We met when you were young. Maybe you don't even remember now…
Of course you don't. How stupid I was to even think for only a second you would remember me…
But I do remember you.
I immediately knew you were special. You stood out among everyone else, like nobody ever has. I'll never forget it. I felt as if my life, my whole existence was only to be there, at that time and place. Only to meet you.
I saw you coming and, I admit it, I had to look away. I just couldn't stand it. I felt as if it burned, or as if I was blinded by some sort of divine light. But also I was really concerned about the fact that that you'd notice I was staring at you. It would have been really awkward if you did.
You kept getting closer, I could feel it even though I wasn't looking your way. My heart was pounding rapidly. My hands were sweaty. My mouth was dry. When I turned my head again, you were right in front of me.

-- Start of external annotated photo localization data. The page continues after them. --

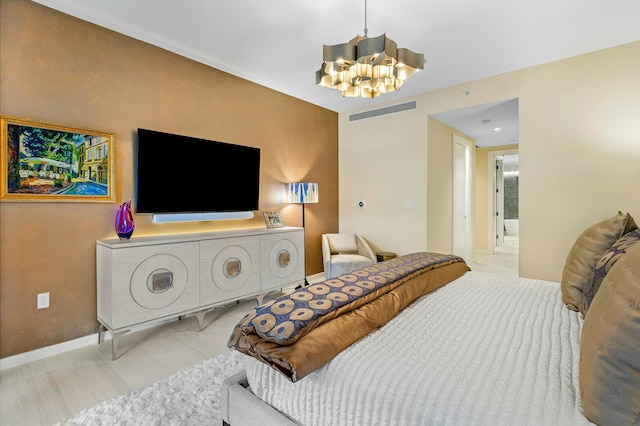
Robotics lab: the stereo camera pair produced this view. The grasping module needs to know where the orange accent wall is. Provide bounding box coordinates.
[0,0,338,357]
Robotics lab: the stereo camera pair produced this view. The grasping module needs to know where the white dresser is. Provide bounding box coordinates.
[96,227,305,359]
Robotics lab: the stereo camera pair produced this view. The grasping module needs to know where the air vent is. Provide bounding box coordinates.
[349,101,417,121]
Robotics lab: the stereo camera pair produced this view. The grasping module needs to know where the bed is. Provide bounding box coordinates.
[221,215,640,426]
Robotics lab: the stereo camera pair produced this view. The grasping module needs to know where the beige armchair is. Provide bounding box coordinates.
[322,234,377,279]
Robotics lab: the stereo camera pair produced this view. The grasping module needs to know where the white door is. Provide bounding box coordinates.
[452,135,471,262]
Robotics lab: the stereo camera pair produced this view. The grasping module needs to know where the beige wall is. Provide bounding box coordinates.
[339,42,640,281]
[0,0,338,357]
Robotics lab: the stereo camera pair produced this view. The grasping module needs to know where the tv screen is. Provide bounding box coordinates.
[136,129,260,214]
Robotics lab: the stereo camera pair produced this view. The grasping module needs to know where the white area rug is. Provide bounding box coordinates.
[62,351,244,426]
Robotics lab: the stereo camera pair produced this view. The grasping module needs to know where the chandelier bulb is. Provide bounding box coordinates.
[364,0,369,38]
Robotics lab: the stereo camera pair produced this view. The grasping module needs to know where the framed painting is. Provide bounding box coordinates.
[0,115,116,203]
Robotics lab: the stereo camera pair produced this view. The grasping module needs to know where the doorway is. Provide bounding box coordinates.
[488,149,520,254]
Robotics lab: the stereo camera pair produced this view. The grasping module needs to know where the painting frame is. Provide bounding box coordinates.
[262,211,284,228]
[0,115,116,203]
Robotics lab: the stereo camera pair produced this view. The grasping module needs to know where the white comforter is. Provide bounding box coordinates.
[242,272,590,426]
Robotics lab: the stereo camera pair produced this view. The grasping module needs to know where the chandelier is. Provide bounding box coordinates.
[316,0,425,98]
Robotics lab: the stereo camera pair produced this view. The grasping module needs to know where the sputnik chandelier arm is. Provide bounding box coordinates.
[316,0,425,98]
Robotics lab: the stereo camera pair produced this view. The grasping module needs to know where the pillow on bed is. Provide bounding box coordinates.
[579,240,640,425]
[560,212,637,311]
[580,229,640,315]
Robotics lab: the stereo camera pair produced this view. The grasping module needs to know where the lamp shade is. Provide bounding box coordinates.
[289,182,318,204]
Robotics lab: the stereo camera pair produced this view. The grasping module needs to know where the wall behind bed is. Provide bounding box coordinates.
[339,42,640,281]
[0,0,338,358]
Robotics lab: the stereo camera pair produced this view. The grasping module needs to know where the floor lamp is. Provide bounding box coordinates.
[289,182,318,285]
[289,182,318,228]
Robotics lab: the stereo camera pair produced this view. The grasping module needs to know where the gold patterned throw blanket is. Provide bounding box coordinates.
[227,252,470,382]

My heart leapt so badly that I could've sworn I let out a little gasp. I fely my legs move, practically by themselves, like an automaton. We were face to face.
I quickly said the first thing that came to my mind. Probably something stupid. I can't even remember now; my ears were ringing, my senses were numbed, I was completely lost in your eyes…
And then it happened.
You beat the crap out of me.
I gave you some money so that you'd end the cruelty. You took the money and left, exactly like you had arrived: without uttering a single word.
I've seen you a couple of times since then, but I haven't dared to talk to you. And you walk right by me, without even looking my way.
I guess it's better that way. But I can't help feeling what I feel, and that's where I failed the most.
I'm stuck here forever. Now I know that. If I could only make any progress… But I just can't. I have been here since the beginning. I shall be here until the end.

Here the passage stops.